Protected Disclosures Policy and Procedure
The Protective Disclosure Act 2014 underpins this policy and provides a framework where staff can raise concerns regarding potential wrongdoings that has come to their attention while working in Tusla in the knowledge that they can avail of significant employment protections.
What is a “Protected Disclosure”?
A Protected Disclosure is defined in the Protected Disclosures Act 2014 as a disclosure of relevant information related to wrongdoing made by a worker in the manner specified under the Act. For the purposes of the Act, information is “relevant” if:
- In the reasonable belief of the worker it tends to show one or more ‘relevant wrongdoings’ and
- It came to the attention of the worker in connection with the worker’s employment.
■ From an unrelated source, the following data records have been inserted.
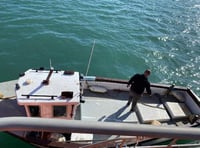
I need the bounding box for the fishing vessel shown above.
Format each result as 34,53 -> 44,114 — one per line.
0,68 -> 200,147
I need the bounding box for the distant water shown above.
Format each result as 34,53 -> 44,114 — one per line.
0,0 -> 200,95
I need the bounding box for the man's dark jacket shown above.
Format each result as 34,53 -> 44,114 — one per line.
128,74 -> 151,94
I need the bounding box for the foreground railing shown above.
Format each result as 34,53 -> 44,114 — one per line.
0,117 -> 200,140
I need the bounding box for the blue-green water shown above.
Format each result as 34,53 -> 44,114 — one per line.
0,0 -> 200,146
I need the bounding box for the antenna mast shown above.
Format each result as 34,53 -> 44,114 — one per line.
85,40 -> 95,76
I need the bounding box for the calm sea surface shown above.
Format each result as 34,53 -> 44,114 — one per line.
0,0 -> 200,146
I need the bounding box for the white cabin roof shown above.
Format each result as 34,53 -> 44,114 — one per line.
16,69 -> 80,104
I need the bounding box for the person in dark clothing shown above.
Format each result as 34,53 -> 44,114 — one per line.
127,70 -> 151,112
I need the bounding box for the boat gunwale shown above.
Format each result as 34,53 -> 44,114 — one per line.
95,77 -> 200,107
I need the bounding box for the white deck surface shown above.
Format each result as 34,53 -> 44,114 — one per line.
0,80 -> 26,117
137,98 -> 170,123
81,97 -> 138,123
165,102 -> 191,119
0,80 -> 17,98
16,70 -> 80,103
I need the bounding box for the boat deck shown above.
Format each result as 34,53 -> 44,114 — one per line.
81,86 -> 190,126
0,80 -> 26,117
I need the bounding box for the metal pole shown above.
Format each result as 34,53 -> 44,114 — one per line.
0,117 -> 200,139
85,40 -> 95,76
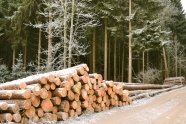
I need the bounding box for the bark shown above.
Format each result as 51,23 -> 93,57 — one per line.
114,37 -> 117,81
47,10 -> 52,70
104,18 -> 108,80
37,28 -> 41,72
128,0 -> 132,83
92,27 -> 96,73
23,40 -> 27,71
0,90 -> 31,100
122,43 -> 125,82
163,47 -> 169,78
12,46 -> 16,66
63,0 -> 67,68
41,99 -> 53,112
68,0 -> 75,67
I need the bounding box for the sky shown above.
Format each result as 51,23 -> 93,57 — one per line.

A Protected Disclosure involves the disclosure of information which, in the reasonable belief of the worker making the disclosure, shows that one or more of the following relevant wrongdoings has been committed or is likely to be committed:
- Unlawful or improper use of public funds or resources
- Financial misconduct or fraud
- Corruption, bribery or blackmail
- Failure to comply with any legal obligation, other than one arising under the worker’s contract of employment or other contract whereby the worker undertakes to do or perform personally any work or services
- Endangerment of the health or safety of any individual
- Damage to the environment
- The commission of an offence
- Miscarriage of justice
- Gross negligence or gross mismanagement by public bodies
- The concealment of any of the above.
All employees are encouraged to raise genuine concerns about possible wrongdoing at the earliest opportunity, and in an appropriate way. If a worker makes a disclosure and feels they have been penalised as a result of making a disclosure, then that complaint will be dealt with in accordance with Section 14 the Protective Disclosure Policy.
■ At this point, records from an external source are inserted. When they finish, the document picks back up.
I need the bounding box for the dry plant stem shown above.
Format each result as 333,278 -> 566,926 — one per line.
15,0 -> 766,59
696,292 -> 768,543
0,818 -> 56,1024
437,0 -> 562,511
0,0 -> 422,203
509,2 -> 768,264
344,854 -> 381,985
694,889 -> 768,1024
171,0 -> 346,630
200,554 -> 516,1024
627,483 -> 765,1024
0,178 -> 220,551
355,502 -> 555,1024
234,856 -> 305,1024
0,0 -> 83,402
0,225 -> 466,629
Matters relating to personal grievances are dealt with through existing Tusla policies. For example, where a worker feels that there has been a breach of their own terms and conditions, this type of complaint would be dealt with under the Grievance Procedure. Alternatively, a worker may feel that they are being bullied or harassed by a colleague. This type of complaint should generally be dealt with under the Dignity at Work procedure.
Please email email@example.com if you require more information regarding Protective Disclosures.
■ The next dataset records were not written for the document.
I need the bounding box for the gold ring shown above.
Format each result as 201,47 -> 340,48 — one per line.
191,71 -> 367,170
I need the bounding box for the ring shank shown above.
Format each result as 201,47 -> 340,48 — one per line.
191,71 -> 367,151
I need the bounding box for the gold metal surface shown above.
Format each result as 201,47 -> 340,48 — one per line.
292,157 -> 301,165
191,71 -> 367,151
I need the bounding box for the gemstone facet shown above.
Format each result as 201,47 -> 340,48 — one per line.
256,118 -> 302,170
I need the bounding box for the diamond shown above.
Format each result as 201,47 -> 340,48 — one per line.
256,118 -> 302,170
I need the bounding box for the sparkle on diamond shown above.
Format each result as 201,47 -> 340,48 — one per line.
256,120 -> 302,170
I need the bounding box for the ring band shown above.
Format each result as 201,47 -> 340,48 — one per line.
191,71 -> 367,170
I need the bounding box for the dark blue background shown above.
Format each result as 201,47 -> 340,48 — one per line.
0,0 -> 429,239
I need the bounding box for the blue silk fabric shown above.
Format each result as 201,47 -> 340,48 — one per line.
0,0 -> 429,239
It is noted that SI 367/2020 being signed into law on 24 September 2020, allows for the making of disclosures to the CEO under the Protected Disclosures Act 2014 by all workers in relation to the matters listed below;
(a) All matters relating to the registration, supervision and inspection of early years services under Part VIIA of the Child Care Act 1991 (No. 17 of 1991) and regulations made under that Act.
(b) All matters relating to the registration and inspection of children’s residential centres under Part VIII of the Child Care Act 1991 and regulations made under that Act.
(c) All matters relating to the registration of children in receipt of education in a place other than a recognised school and the carrying out of assessments under section 14 of the Education (Welfare) Act 2000 (No. 22 of 2000).